Encore quelques pas et il reste cloué sur place ! Devant ses yeux s’étend une clairière et là, près d’un cerisier devenu sauvage, un vieillard trie des herbes ; il les pose sur le côté, puis se lève, tenant dans une main un bâton pointu et dans l’autre une pierre. Lui-même, maigre, les cheveux blancs comme un génie des neiges, ressemble à un spectre : une barbe blanche et hirsute lui descend sur la poitrine ; sur sa tête, des mèches pendent comme des lambeaux de brume. Ses yeux sont enfoncés sous les broussailles de ses sourcils tombants. Des guenilles noires de saleté, sans ceinture pour les retenir, couvrent l’homme aux pieds nus ; il en a attaché les morceaux entre eux avec des ficelles pour qu’ils tiennent sur son squelette.

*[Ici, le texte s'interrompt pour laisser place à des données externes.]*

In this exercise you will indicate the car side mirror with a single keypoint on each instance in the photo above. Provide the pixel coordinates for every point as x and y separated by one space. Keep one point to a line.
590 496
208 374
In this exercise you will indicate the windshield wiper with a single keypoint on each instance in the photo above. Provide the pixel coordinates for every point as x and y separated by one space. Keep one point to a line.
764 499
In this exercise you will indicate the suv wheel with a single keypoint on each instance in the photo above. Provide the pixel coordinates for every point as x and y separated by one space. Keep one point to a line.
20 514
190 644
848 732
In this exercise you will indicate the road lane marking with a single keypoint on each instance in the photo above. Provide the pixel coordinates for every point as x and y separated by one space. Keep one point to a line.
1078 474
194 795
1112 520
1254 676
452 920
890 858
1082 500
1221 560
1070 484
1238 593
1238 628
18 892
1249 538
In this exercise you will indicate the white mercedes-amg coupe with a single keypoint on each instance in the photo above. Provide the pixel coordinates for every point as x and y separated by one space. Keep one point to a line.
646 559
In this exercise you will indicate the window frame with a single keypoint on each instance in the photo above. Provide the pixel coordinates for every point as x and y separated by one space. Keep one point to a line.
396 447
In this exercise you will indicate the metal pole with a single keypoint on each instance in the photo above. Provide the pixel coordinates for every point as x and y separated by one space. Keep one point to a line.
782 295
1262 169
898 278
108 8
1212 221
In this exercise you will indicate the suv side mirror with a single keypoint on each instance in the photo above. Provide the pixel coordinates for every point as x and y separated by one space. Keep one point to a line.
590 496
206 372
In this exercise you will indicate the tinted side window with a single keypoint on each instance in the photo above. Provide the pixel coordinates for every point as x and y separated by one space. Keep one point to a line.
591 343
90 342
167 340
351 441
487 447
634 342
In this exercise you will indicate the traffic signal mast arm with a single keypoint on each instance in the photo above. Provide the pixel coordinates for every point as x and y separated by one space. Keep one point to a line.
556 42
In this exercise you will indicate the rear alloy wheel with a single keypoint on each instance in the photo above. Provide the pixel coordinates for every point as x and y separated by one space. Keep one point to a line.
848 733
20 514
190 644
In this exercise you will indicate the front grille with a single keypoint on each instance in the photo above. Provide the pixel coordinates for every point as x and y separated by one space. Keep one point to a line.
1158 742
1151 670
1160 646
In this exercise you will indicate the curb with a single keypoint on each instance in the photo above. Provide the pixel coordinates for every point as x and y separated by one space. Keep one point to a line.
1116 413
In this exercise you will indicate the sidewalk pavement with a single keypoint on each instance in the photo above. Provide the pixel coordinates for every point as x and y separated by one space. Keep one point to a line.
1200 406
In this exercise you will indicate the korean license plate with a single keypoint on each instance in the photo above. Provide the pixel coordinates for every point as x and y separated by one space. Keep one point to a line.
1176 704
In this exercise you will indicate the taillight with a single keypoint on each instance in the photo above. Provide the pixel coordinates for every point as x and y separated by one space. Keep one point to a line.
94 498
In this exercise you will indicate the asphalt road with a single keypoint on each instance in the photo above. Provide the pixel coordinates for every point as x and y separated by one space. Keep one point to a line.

Le vieillard aperçut le visiteur inattendu :
– Qui es-tu ?
– Je me suis perdu.
– Ne viens pas ici. On va t’attraper et te faire cuire.
– Et vous ?
– Moi aussi, si on me trouve ; mais le bouillon sera bien maigre. Je n’ai que des os secs et des veines dures, ça ne convient pas. D’ailleurs je vais mourir demain ; je vais faire cuire ces racines et je mourrai. Sauve-toi car c’est dangereux ici !
– Grand-père, c’est la peste qui a emporté tout le monde ?
– Non, fiston, c’est l’État.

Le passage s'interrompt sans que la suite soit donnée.